Вам не кажется, что год столетия революции проходит как–то вяло, в отличие от юбилея Первой мировой войны в 2014 году?

— Понимаете, Первая мировая война была огромным пробелом в сознании россиян. Я думаю, что Россия хорошо и честно, до известной степени, что–то строила в тот год вместо дыр в исторической памяти. И я радовался тому, что появилось довольно много хороших книг, был общественный интерес.
Революция — другое дело. Население не имело никакого представления о Первой мировой и имело сильное мнение о революции. Вопрос — какое. Очень хорошо, кстати, что правительство официально не определило, как русские должны понимать революцию.
Несмотря на юбилей, в сущности, власти дали свободу в осознании революции. Хотя историки революции более требовательны к этому юбилею, и их могло разочаровать, как он проходит. Я, например, считаю, что коммеморация в Англии к столетию Первой мировой войны была очень слабая. Было много событий, но глубоко подумать о войне, ее причинах, последствиях, что это значило для Англии — не получилось. Очень мало уроков было вынесено. Это как пластинка на граммофоне — та же самая трогательная песня, но я слышал очень много раз это прежде.

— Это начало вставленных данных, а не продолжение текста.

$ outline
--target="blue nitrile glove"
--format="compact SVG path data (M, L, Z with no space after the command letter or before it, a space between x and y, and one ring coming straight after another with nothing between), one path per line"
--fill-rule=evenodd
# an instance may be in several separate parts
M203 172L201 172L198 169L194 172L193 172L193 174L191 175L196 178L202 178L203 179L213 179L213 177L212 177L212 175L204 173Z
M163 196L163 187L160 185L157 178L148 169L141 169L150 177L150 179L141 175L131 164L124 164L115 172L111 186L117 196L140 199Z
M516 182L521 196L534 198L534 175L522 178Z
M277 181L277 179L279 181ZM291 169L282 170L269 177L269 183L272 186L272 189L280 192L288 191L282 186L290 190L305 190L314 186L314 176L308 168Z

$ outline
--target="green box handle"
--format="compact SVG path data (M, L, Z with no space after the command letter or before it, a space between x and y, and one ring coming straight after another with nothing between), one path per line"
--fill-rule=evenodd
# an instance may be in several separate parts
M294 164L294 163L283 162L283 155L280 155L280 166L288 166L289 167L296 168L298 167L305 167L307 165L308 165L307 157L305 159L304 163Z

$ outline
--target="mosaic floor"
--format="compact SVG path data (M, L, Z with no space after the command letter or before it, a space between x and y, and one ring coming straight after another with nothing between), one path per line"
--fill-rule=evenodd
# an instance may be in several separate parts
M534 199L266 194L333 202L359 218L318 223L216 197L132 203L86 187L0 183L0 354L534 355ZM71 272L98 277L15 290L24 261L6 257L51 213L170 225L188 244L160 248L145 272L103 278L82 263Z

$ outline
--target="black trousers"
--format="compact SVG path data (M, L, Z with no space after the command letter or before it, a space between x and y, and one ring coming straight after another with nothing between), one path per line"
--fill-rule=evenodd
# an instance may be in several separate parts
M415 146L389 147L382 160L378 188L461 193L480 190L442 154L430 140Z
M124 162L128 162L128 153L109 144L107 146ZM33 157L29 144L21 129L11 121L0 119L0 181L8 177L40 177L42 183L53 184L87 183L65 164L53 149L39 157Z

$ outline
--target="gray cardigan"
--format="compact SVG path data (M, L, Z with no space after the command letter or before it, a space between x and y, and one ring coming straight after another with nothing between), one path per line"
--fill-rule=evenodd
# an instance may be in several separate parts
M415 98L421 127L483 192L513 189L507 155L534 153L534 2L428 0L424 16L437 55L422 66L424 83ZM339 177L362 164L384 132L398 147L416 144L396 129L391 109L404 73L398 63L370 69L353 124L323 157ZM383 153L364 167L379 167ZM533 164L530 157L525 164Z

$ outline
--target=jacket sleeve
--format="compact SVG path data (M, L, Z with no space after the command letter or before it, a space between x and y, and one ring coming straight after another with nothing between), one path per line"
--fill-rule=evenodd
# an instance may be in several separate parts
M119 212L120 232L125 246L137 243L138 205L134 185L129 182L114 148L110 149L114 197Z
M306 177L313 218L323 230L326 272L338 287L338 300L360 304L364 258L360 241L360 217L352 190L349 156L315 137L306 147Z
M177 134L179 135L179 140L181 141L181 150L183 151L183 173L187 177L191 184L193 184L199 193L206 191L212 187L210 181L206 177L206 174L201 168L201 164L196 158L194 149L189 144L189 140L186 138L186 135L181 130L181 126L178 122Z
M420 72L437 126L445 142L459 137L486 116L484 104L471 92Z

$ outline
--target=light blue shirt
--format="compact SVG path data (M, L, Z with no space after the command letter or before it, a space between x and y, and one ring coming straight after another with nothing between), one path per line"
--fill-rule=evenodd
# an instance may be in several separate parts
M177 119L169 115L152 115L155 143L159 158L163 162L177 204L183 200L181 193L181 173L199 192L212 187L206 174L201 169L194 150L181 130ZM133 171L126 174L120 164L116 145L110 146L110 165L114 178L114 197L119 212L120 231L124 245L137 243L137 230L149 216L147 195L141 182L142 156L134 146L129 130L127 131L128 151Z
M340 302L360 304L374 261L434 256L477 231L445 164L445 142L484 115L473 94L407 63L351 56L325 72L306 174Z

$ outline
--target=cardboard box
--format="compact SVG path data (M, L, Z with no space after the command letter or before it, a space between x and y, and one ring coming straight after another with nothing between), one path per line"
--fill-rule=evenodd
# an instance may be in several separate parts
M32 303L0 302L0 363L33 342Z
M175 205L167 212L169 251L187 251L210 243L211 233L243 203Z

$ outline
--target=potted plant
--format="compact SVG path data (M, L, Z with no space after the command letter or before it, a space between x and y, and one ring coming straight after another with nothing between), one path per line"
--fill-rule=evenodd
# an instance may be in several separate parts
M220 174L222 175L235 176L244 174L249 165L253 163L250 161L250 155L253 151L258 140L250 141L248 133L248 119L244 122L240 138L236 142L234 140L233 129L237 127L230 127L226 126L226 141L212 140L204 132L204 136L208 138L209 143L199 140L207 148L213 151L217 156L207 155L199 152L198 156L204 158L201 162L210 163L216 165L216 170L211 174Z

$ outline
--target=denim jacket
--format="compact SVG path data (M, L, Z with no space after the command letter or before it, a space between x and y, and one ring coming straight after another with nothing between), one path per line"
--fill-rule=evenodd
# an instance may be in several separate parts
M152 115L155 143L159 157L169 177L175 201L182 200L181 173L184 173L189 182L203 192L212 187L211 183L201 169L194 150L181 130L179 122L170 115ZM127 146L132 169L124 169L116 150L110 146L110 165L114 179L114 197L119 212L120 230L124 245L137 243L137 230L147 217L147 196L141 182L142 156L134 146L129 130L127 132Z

Почему сегодня разговор о прошлом стал таким важным в политической повестке?

— Надо учитывать, что историческая политика разная. Многое зависит от количества трагедий в жизни нынешних поколений. Если была Гражданская война или очень черные страницы в истории твоей страны в недавнем прошлом — помнить это всегда сложнее. Конечно, есть разные политические взгляды на это прошлое. Возьмем Вторую мировую войну. В Германии в целом было почти всеобщее согласие по поводу оценок произошедшего, кроме взглядов крайних сил, которые молчаливы до сих пор. Было почти согласие в отношении того, чтобы ничего не говорить о нацистском времени, по крайней мере на публике, официально — это была трагедия и катастрофа. А теперь сравните с Испанией — там трудно было публично защищать режим Франко, но существовало много его сторонников. Это уже сопоставимая с Россией ситуация. Много ли сторонников советского строя в России?

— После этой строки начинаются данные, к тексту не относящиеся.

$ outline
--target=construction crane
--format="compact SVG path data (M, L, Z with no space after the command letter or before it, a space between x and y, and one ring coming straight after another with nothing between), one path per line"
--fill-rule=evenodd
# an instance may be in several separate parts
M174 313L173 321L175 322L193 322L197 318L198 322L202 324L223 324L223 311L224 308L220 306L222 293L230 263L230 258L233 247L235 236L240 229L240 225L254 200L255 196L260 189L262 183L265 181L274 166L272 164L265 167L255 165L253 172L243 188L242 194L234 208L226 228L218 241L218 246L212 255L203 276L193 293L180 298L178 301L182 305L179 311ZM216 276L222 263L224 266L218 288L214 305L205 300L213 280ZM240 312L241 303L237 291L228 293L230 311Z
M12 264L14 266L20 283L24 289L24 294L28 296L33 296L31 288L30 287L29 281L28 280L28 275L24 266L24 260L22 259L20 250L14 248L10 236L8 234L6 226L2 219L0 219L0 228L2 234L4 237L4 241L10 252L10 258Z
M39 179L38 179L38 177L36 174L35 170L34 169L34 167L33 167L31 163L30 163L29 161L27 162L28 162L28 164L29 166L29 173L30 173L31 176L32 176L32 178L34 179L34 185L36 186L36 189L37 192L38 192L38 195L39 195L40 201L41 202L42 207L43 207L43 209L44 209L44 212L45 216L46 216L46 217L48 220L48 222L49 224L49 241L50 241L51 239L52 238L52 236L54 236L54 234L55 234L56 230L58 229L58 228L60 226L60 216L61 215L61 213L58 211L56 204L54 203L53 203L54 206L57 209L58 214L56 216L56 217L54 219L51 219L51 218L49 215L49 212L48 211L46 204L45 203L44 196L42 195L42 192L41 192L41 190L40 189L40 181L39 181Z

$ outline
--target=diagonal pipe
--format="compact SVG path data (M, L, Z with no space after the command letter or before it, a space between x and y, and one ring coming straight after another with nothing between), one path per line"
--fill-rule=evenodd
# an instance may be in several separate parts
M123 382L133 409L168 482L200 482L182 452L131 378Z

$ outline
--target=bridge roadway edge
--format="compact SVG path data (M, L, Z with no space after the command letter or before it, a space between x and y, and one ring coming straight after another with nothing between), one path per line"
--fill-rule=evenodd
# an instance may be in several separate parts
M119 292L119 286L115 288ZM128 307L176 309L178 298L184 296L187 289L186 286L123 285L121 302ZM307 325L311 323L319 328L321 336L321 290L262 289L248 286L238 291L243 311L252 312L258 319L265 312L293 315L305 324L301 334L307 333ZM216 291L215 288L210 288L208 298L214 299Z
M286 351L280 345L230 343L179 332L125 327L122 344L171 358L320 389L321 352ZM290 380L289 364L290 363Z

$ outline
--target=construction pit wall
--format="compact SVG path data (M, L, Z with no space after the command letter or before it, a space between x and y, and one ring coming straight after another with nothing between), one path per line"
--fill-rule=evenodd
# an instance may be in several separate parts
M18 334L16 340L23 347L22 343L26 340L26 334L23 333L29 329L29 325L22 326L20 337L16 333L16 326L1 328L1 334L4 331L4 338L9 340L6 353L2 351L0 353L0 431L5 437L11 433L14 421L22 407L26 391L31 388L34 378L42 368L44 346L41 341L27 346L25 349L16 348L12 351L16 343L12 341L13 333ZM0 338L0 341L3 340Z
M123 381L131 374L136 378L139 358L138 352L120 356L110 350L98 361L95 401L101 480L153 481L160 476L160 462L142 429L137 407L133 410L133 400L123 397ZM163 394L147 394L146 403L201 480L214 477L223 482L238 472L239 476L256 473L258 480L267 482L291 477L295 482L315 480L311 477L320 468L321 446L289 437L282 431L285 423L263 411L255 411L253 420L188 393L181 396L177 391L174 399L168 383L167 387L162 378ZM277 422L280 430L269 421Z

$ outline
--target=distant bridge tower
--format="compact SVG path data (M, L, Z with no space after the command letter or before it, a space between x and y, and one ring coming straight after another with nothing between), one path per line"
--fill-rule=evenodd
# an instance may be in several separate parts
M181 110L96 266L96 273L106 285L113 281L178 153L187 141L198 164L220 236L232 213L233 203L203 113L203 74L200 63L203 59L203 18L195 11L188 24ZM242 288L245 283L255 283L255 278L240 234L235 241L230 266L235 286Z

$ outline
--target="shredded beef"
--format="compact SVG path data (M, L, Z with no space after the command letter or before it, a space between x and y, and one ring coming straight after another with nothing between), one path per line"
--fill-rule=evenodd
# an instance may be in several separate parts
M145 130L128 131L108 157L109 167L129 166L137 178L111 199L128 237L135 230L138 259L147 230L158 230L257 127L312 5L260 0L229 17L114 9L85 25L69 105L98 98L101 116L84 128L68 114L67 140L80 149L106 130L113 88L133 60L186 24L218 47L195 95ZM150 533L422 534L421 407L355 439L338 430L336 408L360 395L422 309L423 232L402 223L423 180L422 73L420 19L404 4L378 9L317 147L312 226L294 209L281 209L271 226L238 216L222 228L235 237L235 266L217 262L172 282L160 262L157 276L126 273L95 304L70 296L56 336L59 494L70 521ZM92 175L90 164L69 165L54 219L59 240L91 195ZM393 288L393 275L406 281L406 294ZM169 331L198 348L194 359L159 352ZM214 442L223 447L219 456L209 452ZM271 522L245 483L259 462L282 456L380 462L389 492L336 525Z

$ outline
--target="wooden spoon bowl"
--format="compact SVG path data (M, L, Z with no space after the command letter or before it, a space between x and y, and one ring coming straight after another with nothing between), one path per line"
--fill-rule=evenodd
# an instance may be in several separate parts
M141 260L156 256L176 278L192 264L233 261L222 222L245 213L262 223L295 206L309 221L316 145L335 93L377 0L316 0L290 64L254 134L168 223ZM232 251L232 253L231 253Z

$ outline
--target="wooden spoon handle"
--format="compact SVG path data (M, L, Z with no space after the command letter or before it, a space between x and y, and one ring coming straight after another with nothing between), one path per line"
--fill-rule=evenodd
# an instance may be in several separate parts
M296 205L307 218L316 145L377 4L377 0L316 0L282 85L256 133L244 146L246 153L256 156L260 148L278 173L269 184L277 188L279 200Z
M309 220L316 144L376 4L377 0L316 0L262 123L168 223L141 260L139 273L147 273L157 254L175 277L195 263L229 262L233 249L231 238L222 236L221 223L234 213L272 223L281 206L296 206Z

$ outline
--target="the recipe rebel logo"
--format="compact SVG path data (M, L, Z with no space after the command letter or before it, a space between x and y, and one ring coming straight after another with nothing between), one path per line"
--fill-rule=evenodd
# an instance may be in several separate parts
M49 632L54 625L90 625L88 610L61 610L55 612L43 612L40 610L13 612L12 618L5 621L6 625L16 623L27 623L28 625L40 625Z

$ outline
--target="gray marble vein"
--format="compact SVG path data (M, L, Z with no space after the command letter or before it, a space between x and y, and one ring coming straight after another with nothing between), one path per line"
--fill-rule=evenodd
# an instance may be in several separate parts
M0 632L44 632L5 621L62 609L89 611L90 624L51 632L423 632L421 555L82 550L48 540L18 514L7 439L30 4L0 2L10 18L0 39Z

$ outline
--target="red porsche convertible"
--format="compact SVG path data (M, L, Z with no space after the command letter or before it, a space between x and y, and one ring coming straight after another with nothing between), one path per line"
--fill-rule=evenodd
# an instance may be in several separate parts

Немало, но значительная часть из них ходит с хоругвями. Крестный ход на Невском, мало отличающийся от первомайской демонстрации. Соседство портретов Николая II и Сталина.

— Да, очень странно видеть их рядом, ведь в глубинном смысле один убил другого. При этом знаете, в традициях старой и советской России где–то есть схожесть. При Сталине, конечно только в определенной степени, восстановили военные традиции России. Тогда же до известной степени старый русский национализм занял какое–то место.
Я думаю, что для теперешнего правительства революция 1917 года как таковая — плохое дело. Они предпочли бы, чтобы Россия прыгнула из эпохи Александра III в умеренный режим Сталина, такой вариант Сталина без террора. Это вопрос ухода от ответа на сложные вызовы, создание образа сильного государства через прошлое, укрепление патриотизма и т. д.
Мне вспомнилось 400–летие дома Романовых, пышный ужин в посольстве в Лондоне. Были Романовы, новые русские. Это тоже смесь странная. России надо делать какие–то взвешенные заключения о своем прошлом. Понимаете, прошлое — это всегда картина в воображении современных поколений. Это не константа, всегда есть движение. Прошлое — это что–то построенное людьми.

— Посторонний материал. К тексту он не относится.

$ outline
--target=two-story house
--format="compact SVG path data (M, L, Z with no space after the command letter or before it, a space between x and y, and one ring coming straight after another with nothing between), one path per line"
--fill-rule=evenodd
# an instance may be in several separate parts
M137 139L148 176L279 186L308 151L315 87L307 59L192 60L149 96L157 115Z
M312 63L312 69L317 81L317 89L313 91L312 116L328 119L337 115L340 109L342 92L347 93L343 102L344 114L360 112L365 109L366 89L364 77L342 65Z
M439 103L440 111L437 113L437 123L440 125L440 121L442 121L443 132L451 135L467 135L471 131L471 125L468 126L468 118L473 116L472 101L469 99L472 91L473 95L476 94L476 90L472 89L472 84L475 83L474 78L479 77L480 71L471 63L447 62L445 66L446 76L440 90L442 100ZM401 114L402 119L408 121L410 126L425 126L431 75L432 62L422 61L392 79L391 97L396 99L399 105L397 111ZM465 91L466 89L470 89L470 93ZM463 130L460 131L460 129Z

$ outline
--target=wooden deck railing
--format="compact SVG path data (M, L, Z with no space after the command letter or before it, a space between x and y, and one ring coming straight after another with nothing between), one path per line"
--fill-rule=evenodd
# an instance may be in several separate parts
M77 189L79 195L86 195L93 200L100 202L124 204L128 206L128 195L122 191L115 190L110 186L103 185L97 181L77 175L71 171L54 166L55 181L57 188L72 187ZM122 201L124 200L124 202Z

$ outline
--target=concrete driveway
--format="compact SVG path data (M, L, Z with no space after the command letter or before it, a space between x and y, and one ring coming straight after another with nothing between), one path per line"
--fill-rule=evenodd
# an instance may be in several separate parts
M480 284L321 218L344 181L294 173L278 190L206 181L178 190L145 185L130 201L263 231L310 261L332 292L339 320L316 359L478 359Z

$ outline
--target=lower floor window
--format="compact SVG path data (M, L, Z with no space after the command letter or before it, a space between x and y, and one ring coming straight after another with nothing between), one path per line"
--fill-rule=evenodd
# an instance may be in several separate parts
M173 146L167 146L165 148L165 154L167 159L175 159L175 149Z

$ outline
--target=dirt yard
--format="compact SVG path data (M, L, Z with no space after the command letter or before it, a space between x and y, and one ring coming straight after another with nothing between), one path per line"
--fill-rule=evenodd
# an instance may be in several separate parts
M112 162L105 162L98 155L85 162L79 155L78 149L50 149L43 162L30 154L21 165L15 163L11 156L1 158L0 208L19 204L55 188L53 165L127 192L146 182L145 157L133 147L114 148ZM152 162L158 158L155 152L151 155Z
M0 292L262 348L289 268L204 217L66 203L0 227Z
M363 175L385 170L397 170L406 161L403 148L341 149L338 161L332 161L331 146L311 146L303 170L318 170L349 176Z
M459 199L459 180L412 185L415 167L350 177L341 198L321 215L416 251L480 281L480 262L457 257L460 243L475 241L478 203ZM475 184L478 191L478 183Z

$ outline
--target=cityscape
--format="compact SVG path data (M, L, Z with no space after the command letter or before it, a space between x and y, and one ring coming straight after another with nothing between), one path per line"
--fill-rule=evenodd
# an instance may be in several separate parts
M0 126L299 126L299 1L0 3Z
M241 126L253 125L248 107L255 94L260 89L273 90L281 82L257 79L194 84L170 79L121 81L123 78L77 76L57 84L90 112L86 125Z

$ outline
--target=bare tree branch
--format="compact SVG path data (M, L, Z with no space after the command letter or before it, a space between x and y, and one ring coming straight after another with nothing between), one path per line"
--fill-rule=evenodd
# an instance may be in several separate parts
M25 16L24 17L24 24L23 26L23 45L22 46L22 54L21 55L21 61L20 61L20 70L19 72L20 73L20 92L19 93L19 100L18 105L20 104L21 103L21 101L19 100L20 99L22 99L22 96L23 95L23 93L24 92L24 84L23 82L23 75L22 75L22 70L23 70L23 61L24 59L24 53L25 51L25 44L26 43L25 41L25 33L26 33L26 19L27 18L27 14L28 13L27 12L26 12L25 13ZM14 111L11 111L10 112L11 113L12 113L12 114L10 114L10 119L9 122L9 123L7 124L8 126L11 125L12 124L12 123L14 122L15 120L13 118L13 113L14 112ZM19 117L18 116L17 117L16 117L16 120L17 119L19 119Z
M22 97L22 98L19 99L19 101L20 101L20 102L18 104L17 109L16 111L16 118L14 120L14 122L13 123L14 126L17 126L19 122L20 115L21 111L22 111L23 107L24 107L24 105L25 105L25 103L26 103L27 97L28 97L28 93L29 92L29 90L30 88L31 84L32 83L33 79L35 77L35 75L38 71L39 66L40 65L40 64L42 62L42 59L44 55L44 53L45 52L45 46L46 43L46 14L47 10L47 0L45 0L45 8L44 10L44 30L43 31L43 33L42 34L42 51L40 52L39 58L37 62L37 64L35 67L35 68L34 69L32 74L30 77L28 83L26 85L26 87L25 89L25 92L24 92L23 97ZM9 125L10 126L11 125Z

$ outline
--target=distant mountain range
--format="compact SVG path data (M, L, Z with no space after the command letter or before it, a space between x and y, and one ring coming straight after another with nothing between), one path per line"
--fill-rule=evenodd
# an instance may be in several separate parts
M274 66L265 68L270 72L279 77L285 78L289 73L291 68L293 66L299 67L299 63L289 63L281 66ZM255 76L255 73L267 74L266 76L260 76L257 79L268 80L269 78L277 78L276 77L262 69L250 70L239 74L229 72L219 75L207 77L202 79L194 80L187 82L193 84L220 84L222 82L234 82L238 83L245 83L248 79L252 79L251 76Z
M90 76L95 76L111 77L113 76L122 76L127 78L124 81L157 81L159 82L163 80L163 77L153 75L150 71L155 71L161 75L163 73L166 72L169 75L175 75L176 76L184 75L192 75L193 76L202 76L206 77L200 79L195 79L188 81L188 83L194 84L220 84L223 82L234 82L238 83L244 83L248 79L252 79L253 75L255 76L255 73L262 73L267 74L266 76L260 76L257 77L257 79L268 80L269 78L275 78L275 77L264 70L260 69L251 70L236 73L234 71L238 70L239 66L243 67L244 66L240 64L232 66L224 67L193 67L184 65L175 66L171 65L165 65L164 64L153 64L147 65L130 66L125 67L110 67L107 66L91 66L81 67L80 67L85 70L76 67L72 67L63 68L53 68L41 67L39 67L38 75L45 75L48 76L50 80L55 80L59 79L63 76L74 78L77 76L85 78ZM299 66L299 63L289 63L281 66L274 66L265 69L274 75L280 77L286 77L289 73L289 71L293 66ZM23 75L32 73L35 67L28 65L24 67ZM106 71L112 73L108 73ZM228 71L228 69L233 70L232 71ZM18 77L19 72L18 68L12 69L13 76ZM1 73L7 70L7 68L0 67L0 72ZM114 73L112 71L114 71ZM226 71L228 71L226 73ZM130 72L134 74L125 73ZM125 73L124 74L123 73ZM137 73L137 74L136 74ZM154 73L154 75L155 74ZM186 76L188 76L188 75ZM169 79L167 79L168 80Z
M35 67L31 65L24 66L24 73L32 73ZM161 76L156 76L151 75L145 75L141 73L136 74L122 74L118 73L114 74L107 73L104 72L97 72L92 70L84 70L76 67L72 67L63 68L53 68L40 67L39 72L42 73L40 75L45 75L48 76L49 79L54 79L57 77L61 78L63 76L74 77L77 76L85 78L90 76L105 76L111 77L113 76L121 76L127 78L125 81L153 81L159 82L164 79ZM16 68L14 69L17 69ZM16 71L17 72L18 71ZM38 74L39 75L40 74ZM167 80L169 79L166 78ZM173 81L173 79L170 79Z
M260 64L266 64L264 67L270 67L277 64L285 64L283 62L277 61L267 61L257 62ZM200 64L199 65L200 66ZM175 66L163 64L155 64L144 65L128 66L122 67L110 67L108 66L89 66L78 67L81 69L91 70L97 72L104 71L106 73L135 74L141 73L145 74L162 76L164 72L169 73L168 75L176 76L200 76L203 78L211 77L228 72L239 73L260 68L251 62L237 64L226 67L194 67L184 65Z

Поговорим про будущее. Как на фоне всего происходящего вы оцениваете шансы единой Европы на выживание?

— Кризисы могут оказывать влияние в противоположном направлении. То есть постоянные экономические кризисы могут разрушить ЕС, но вызовы в международном контексте могут заставить европейцев, напротив, работать вместе и защищать себя вместе. Так, Черчилль в 1940 году предложил союз между Великобританией и Францией. Но в основе всего этого есть дилемма, существовавшая еще до Первой мировой войны и бывшая центром кризиса того периода. Логика международной мощи и международной безопасности определяется империями. По крайней мере большими блоками стран. Чтобы иметь голос в мире, когда решают великие проблемы или когда спорят о международной торговле, надо принадлежать к большим государствам с большими рынками, с большим весом в международных делах.
Но эти большие территории, континентальные государства, очень трудно легитимизировать, потому что по определению такие пространства полиэтнические. Обычный гражданин не чувствует сильных сторон такого образования. Что значит Европа для среднего человека в провинции Бог знает где? До Первой мировой была та же дилемма. Логика международной мощи — империи. Логика домашней сплоченности, легитимизации правительств и элит — это национализм. И здесь главное противоречие. Чтобы защищать себя, иметь голос в больших вопросах международной жизни, иметь конкурентный рынок, Европа должна быть сплоченной, но это трудно легитимизировать в глазах среднего человека. Еще труднее сделать это в Англии, англичане — жители острова, они всегда принадлежали к Европе и не принадлежали ей.

Отсюда Brexit?

— Да, они решили, что освободили себя от географии. Но это не освободит от ответа на общеевропейские внешние вызовы. Главная внешняя угроза Европы — с юга. Одна часть этого, меньшая, я бы сказал, — хаос в мусульманском мире и последствия этого хаоса для Европы. И более серьезная — будущая угроза из Африки, огромный рост населения и экологический кризис. В результате будет уже настоящее наводнение беженцев. И это будет очень трудно для лидеров Северной Европы, чтобы помочь и, может быть, даже спасти Южную Европу. Это будет в любом случае очень сложно: организовать сплоченный европейский ответ на угрозу с юга. И это главный вопрос для Европы при всех контекстах — и если есть Европейский союз, и если он раздробится.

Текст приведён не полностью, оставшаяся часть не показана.